AI actions can inherit their tool and model from [process] defaults. Set tool or model on an individual action only when that action should override the default.
See Processing Actions for full examples and common recipes.
AI Actions
[process]
default_tool = "opencode"
default_model = "anthropic/claude-sonnet-4-6"
[process.actions.clean]
name = "Clean up text"
type = "ai"
# tool_binary = "/usr/local/bin/opencode" # Override binary path
# tool_args = ["--quiet"] # Extra CLI arguments
inputs = [
{ role = "system", content = "Clean up the transcribed text." },
{ role = "user", source = "transcription" },
]For every AI action, OSTT must resolve both a tool and a model from either the action itself or [process] defaults. If either value is missing, config validation fails.
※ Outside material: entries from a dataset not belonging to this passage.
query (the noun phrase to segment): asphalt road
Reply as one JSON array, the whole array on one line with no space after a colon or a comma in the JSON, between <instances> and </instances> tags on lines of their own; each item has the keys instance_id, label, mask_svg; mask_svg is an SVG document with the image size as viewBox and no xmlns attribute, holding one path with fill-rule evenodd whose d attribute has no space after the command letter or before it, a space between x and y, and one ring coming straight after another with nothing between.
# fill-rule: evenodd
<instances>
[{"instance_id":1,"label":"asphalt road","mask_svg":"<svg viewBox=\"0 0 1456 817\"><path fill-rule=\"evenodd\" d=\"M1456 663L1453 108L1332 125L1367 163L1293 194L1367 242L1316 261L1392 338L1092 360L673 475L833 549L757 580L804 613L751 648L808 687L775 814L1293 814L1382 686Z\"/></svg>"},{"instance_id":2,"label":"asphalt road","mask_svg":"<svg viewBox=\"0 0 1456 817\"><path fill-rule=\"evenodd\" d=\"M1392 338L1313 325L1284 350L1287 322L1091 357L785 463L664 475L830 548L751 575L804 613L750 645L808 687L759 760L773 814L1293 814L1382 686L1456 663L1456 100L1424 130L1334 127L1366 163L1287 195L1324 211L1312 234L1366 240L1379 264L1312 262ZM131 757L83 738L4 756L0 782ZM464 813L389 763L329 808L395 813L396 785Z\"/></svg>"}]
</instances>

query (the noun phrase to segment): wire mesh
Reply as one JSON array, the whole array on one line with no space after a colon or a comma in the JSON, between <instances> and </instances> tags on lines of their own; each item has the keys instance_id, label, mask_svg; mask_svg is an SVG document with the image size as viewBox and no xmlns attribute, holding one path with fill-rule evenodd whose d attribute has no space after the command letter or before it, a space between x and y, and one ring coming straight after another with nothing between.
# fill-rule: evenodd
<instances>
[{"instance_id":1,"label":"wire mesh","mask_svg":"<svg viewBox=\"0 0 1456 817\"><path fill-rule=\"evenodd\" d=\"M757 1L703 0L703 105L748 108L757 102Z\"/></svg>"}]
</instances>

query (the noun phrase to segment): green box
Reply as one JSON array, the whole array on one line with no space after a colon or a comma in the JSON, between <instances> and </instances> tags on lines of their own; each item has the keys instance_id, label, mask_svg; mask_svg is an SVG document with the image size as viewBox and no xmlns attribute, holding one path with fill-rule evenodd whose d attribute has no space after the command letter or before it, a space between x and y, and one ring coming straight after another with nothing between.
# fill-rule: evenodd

The inputs field is an array of inline tables. Each entry has a role and exactly one content source.
Supported AI tools:
tool | Binary | Required arguments |
|---|---|---|
opencode | opencode | --pure run --model <model> |
claude-code | claude | -p --model <model> --no-session-persistence --mcp-config <json> --strict-mcp-config --allowedTools "" |
gemini-cli | gemini | -p -m <model> |
codex-cli | codex | exec --model <model> |
The selected tool must be installed and authenticated outside OSTT.
Bash Actions
[process.actions.upper]
name = "UPPERCASE"
type = "bash"
command = "tr '[:lower:]' '[:upper:]'"Bash actions receive the transcription on stdin and return stdout as the processed result.
Input Sources
Each AI input entry has a role ("system" or "user") and exactly one content source. If multiple sources are specified in the same entry, precedence is: source > file > content.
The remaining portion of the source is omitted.